When Jet Airways suspended all operations a few weeks ago, they had to forfeit their extremely valuable slots they held at London Heathrow. Now, Air Serbia is set to lease one of their old slots for an undisclosed sum.
What are the details?
Earlier this month, Airport Coordination Ltd, which is responsible for governing slot trades at London Heathrow, reported a permanent transfer of Jet Airways’ three daily slots to Etihad Airways. The transfer officially takes effect from April 28, 2019 and came just days after Jet Airways suspended their operations under the weight of high debt and a severe cash crunch.
These slots were originally leased from Etihad to Jet Airways, after Etihad acquired slots from Jet when it previously bought a stake in the airline.
According to Aviation India, it was unclear at the time what Etihad was going to do with these additional slots. Unused slots at one of the world’s busiest airports puts them at risk of being taken away. However, since then Etihad has made an agreement with Air Serbia to lease seven weekly slot pairs to them.
As of today, Air Serbia will be able to make use of additional landing capacity at Heathrow. As a result, Air Serbia is expected to add an extra seven weekly flights between Belgrade and London, bringing Air Serbia’s total weekly flights to 16.
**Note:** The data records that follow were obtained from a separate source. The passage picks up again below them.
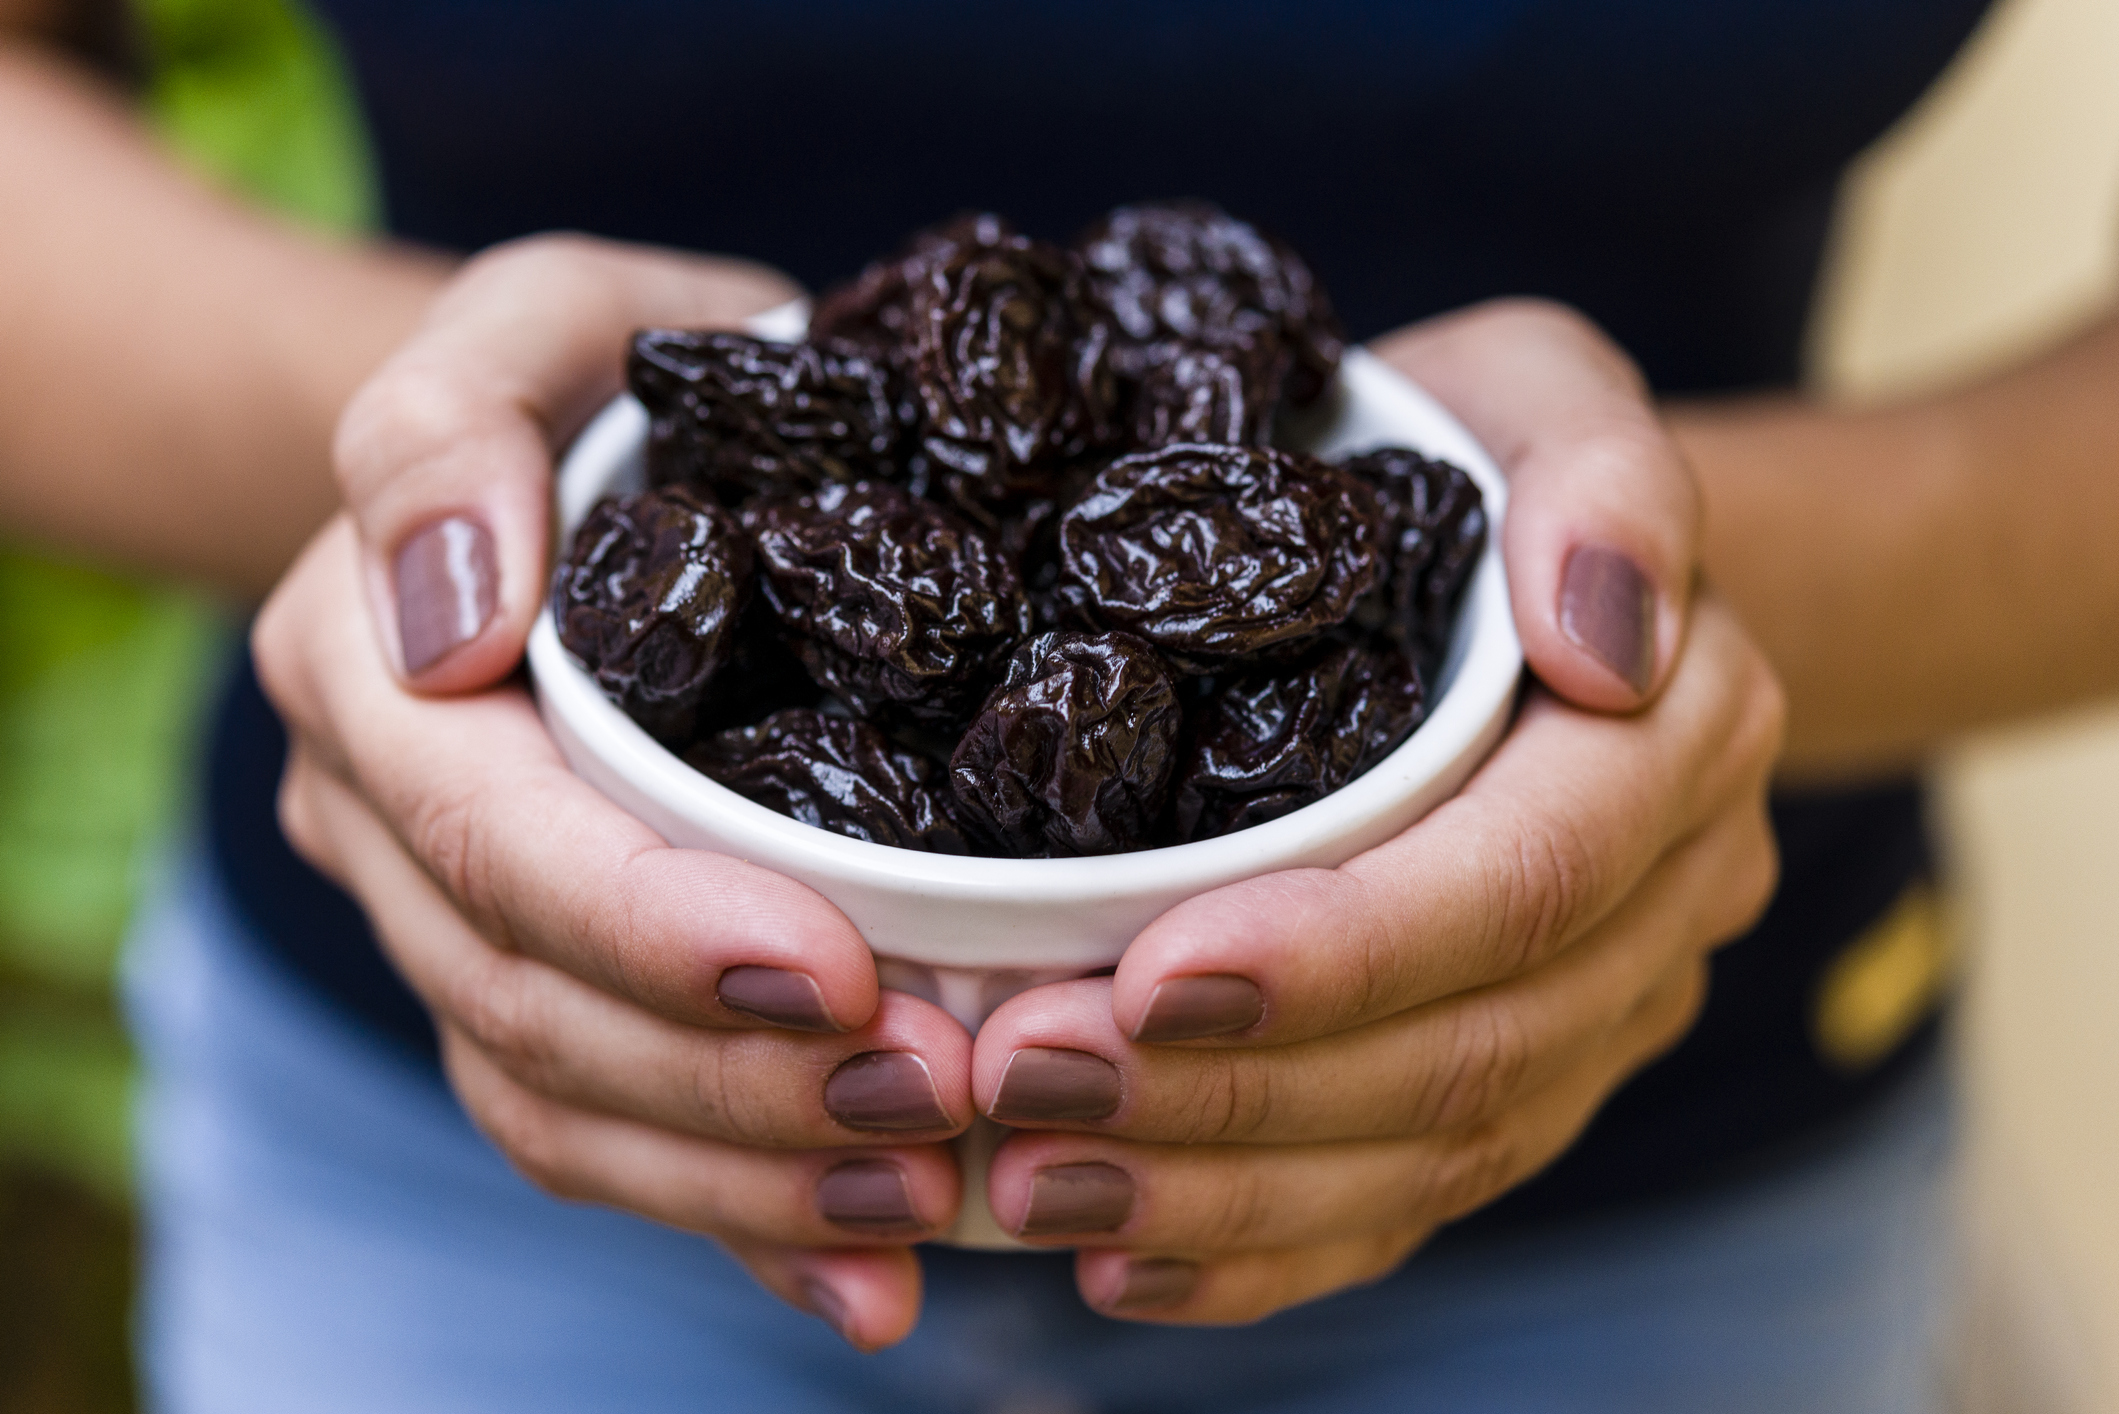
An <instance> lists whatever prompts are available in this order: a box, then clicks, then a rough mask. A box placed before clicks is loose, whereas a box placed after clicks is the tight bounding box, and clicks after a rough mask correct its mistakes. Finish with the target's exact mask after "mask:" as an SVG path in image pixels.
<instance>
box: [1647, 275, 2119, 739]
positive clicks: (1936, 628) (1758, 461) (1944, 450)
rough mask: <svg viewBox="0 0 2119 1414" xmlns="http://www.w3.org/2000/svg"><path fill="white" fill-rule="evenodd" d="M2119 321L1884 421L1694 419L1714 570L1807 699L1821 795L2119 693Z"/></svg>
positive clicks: (1740, 412)
mask: <svg viewBox="0 0 2119 1414" xmlns="http://www.w3.org/2000/svg"><path fill="white" fill-rule="evenodd" d="M2115 390H2119V318H2111V316H2106V318H2102V320H2096V322H2094V324H2089V326H2087V329H2085V331H2081V333H2079V335H2075V337H2072V339H2068V341H2066V343H2062V346H2058V348H2053V350H2049V352H2045V354H2041V356H2036V358H2032V360H2028V363H2024V365H2019V367H2015V369H2009V371H2005V373H1998V375H1994V377H1988V379H1981V382H1979V384H1975V386H1969V388H1958V390H1947V392H1937V394H1930V396H1924V399H1916V401H1909V403H1903V405H1897V407H1882V409H1873V411H1837V409H1822V407H1816V405H1812V403H1803V401H1799V399H1786V396H1776V399H1746V401H1723V403H1693V405H1682V407H1676V409H1672V416H1670V426H1672V435H1674V437H1676V439H1678V445H1682V447H1685V454H1687V458H1689V460H1691V462H1693V464H1695V466H1697V469H1699V475H1702V483H1704V488H1706V511H1708V517H1706V562H1708V568H1710V572H1712V575H1714V579H1716V581H1719V583H1721V585H1723V587H1725V591H1727V594H1729V600H1731V602H1733V604H1735V608H1738V613H1742V615H1744V621H1746V625H1748V628H1750V630H1752V634H1755V636H1757V638H1759V642H1761V644H1763V647H1765V651H1767V655H1769V657H1771V659H1774V664H1776V668H1778V670H1780V674H1782V678H1784V681H1786V685H1788V704H1791V712H1788V759H1786V767H1784V772H1786V774H1788V776H1793V778H1803V780H1860V778H1869V776H1877V774H1886V772H1901V770H1907V767H1913V765H1918V763H1920V759H1922V757H1926V755H1928V753H1930V750H1933V748H1935V746H1937V742H1941V740H1945V738H1949V736H1954V733H1958V731H1966V729H1971V727H1983V725H1992V723H1998V721H2009V719H2017V717H2028V714H2032V712H2049V710H2053V708H2060V706H2066V704H2072V702H2085V700H2091V697H2100V695H2106V693H2111V691H2113V689H2119V653H2115V651H2113V644H2115V642H2119V558H2115V555H2113V553H2111V536H2113V526H2119V477H2115V475H2113V469H2115V464H2119V396H2115Z"/></svg>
The slot swap request was submitted on April 26th to Airport Coordination Limited, and will be in effect until October 26th. The newly leased slots will be operated by a 136-seat Etihad Airways Airbus A320, operating on behalf of Air Serbia. The schedule will be as follows:
- JU388 BEG-LHR Arrival: 17:20
- JU389 LHR-BEG Departure: 19:45
Slots at London Heathrow are hard to come by for airlines, as the airport already operates at maximum capacity for most of the day. When prime time slots open up at Heathrow, we’ve seen airlines pay ridiculous amounts to take over their previously owned slot. In 2016, Oman Air broke the record for buying the most expensive slot in Heathrow’s history at $75 million from Air France-KLM. The second most expensive slot goes to American Airlines, which bought a slot from SAS for $60 million.